# dip stick heater?



## Nailit1954 (Mar 6, 2002)

Just wondering if anyone has heard about problems using dip stick heaters on the newer style diesels without the usual elec. plug in? I had no problems starting so far on my 97 PSD but I'd like to be able to plug in on real cold nites like tonite!


----------



## ProSno (Nov 24, 2001)

Do you have the stock block heater plug in? Its the best route to go. I havent seen a diesel yet with out one. As for a dipstick plug in --if you have a regular plug in heater why bother?? they are okay but not nearly as good as a stock heating unit.


----------



## Nailit1954 (Mar 6, 2002)

Prosno
My 97 doesn't have a plug in.It has a built in block heater that activates when you turn the key until you see the (Wait to start) light go off! Usually under one minute on real cold days it takes longer. It starts but it's not warm by no means! I thought that all new Ford diesels came without plug ins, now I'm not so sure. That's why I questioned the dip stick heater. I know that the Dodge cummins that I owned in 95 had a plug in and in the morning after being pluged in when I started it had heat or close to it!


----------



## Grshppr (Dec 2, 2002)

"It has a built in block heater that activates when you turn the key until you see the (Wait to start) light go off!"

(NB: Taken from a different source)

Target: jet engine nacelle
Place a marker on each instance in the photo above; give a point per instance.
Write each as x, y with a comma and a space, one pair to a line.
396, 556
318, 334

You are talking about the glow plugs. These are not really for heating the engine, they preheat the diesel so it ignites and starts. I'm sure there is a block heater on your truck, check the block, where the frost plugs are, and there will be a wire coming our with a plug end on it. It may not have been used much, and therefore hard to find. Otherwise you can buy one that is magnetic, and you just put it on the oil pan and plug it in. I know guys that use them one bobcats etc here and they work well. Other wise getting a proper block heater installed isn't much, about $50 parts plus labour. But I'd definately check over that block well I'm 99 % sure it has one, its just hiding somewhere.


----------



## Nailit1954 (Mar 6, 2002)

Grshppr
I'v got a feeling that your probably right. I bought it new in 97 and never seen one, but never really searched for one. Tomorrow I'll check and let you know!
Thanks!


----------



## wyldman (Jan 18, 2001)

I think the block heater is a factory standard item on a PS Ford,No ?

Check around under the hood,grille,or rad support,maybe someone tucked it up out of the way ?


----------



## SIMONE'S LAWNS SERVICE (Dec 19, 2002)

*Block Heaters*

I'm a diesel mechanic and I have seen trucks without block heaters from the factory.However this is rare and usually the trucks I have seen without them are out of the south. I don't work with the Power Strokes too much, but I believe the block heater cord comes out in the front bumper area on the right side, I'll make sure and look tomorrow at work.They definitely make life easier for you and your truck.


----------



## jakegypsum (Jan 25, 2002)

My 03' F-650 w/ 3126b Cat engine did NOT come with a block heater. I couldn't believe it. No primer pump either. It does have glowplugs which have been working fine during start up considering the cold temps that we have had recently here in southern New Jersey. Jake.


----------



## Arc Burn (Oct 21, 2002)

We had a 95' powerstroke with block heater,we found the cord on the driverside with no plug!,must have been one of those" built on friday afternoon" trucks


----------



## HerkFE (May 13, 2002)

*Block heater tip...*

Just a quick note from when I had my '96 PSD. I connected a short (18") heavy duty extension cord to the block heater plug and then secured that cord to the plow frame with zip ties. That way if I would have or when my ex DID drive off without unplugging it, the chances were that only one of the two extension cords would be tore off and not the plug to the block heater. Was well worth the $3 for the peace of mind!

For what it's worth...... :waving:


----------



## CARDOCTOR (Nov 29, 2002)

IF YOU WANT TO KEEP THE ENGINE WARM GO WITH A BLOCK HEATER . OIL DIPSTICK HEATER IS ONLY COOKING THE OIL IN THE PAN . BLOCK HEATER REPLACES ONE OF THE FREEZE PLUGS AND WARM THE ANTIFREEZE 


CARDOCTOR


----------



## Nailit1954 (Mar 6, 2002)

*dip stick heater*

Thanks for all the replys

I'v looked good and still can't find any plug! I guess I 'll add this to my list of things to do.

Thanks again!


----------



## CT18fireman (Nov 30, 2000)

The block heater is in the block on the front driver side of the motor. Plug can usually be found wire tied behind the bumper, below the radiator on driver side. Commonly it is brought out through the grill. Chances are on a vehicle that old that the plug may have been removed. It would be odd that the plug would not have been used ever.


----------



## Nailit1954 (Mar 6, 2002)

CT18fireman
I bought this truck new in 97! I know what your saying about the plug up inside the bumper, It's not their nor never was.????


----------



## CT18fireman (Nov 30, 2000)

I cannot believe that a diesel would be sold without one. I believe they are standard equipment. Unless it was a delete in the order. If you cannot find the actual heater in the block then I would complain to the dealer. May be to late but you never know.


----------



## landscaper3 (May 2, 2000)

Its true not all Ford PSD's had block heaters! We own three Powerstrokes and found out the HARD! way one doesnt have a block heater (option) We found the truck has a southern origin and down there they dont run them too often! Called local dealer around $125.00 installed! Boy when the parts are in we are there!!!


----------